ムージャ「まず、このルートを進み、黄金郷に行きます。神谷さんと俺、あと数人を学者さんたちの護衛をします。期間は3か月、あとは…」
こうして数十分後、説明が終了する。各自自由にし、神谷もキャンプの子供たちと遊んでいると、軍服を着た若い男が血相を変えバイクから降りて、ベースキャンプの隊長室に走っていった。
「あの人何してるんだろぉ」
神谷「んー…分からないな…」
隊長室に入って数十秒、「なんだって!?」という声が聞こえた。神谷は隊長室に入ると、血相を変えた隊長の姿があった。
隊長「神谷さん!今、巨人が来ています!」
神谷「きょ、巨人?」
いきなり巨人と言われても、何が何だかよく分からない。曰く、「巨人は黄金の肉体を持っており、小銃程度は跳ね返す防御力を持っている。身長は2~3メートルの化け物だ。戦車かロケットランチャーを持ってこないと倒せない」らしい。
隊長が説明を終えると同時に、例の巨人がやってきた。
「は、早く逃げろぉぉ!」
「対戦車兵器は!?」
「今持ってくる!」
「もうだめだ…おしまいだ…」
神谷(いや、俺列強だぞ?少しは安心してくれ…)
神谷は呆れつつ、巨人の前に出る。巨人は神谷に大振りでその黄金巨椀を振るう。
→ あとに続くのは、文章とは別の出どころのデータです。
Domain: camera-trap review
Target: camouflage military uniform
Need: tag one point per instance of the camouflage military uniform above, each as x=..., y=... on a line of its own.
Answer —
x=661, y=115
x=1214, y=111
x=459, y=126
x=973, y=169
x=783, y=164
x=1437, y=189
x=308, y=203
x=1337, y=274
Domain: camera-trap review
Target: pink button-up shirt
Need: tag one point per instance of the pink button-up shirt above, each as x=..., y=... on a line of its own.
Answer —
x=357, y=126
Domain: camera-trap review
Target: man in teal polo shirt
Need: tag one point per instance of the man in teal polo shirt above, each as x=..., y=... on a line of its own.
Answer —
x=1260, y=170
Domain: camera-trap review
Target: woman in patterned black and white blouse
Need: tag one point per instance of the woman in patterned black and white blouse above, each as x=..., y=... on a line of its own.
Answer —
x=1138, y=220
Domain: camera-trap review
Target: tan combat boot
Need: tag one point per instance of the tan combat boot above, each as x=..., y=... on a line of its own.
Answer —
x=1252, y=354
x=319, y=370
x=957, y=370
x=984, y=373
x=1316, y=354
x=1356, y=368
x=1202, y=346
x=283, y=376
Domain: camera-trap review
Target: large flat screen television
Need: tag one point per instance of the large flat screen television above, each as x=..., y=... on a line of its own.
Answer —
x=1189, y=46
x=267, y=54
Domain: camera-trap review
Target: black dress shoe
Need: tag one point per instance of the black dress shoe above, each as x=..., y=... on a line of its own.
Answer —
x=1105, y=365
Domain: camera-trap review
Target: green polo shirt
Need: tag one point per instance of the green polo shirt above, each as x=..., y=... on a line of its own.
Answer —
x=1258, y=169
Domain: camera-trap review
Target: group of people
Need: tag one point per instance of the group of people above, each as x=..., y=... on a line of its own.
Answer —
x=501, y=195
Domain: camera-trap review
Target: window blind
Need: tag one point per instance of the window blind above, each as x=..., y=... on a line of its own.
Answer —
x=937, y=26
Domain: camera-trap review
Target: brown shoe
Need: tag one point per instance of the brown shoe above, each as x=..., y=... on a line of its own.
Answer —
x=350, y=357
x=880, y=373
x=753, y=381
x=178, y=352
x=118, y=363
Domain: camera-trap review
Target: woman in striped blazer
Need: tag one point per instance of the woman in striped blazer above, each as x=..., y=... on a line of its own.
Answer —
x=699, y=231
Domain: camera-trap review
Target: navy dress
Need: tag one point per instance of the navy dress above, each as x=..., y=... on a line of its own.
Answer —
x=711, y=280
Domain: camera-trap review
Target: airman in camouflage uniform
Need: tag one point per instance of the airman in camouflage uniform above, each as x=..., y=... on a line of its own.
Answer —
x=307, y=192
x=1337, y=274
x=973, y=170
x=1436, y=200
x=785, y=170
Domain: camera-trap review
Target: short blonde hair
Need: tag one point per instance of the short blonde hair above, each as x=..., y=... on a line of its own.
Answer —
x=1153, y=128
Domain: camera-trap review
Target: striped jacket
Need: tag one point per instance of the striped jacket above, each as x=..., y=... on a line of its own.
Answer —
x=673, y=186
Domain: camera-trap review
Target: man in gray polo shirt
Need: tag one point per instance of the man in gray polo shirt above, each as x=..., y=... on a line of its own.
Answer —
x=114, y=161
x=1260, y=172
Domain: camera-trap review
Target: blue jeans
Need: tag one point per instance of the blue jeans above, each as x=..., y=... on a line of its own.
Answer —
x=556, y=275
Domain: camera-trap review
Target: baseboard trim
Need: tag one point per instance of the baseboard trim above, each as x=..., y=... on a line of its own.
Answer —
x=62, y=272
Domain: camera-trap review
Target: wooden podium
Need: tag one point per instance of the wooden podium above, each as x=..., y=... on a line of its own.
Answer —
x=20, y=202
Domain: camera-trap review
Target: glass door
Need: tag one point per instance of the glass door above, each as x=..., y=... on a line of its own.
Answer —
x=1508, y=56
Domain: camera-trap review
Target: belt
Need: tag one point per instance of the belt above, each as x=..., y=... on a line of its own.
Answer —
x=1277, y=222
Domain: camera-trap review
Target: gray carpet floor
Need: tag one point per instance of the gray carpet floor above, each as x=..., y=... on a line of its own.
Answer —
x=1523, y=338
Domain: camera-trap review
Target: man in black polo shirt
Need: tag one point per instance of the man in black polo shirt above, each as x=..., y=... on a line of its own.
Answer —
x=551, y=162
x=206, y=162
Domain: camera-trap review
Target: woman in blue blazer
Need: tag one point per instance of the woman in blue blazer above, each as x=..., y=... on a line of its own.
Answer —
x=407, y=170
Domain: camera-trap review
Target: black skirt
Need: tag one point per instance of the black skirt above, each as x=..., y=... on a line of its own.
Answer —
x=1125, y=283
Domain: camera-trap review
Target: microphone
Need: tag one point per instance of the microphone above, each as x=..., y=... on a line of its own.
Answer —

が、神谷に片手で防がれる。
周りは一瞬静かになったが、「おぉ!」と感嘆の声が開けられるが、神谷からすれば余裕じゃなかった。
神谷(うお…力が滅茶苦茶強いな)
神谷は即座に離れるが、勢い余って地面までその巨椀はぶつかるが、めり込みひびが入っている。神谷はすかさず追撃。首にナイフで斬りかかり、その首を落とす。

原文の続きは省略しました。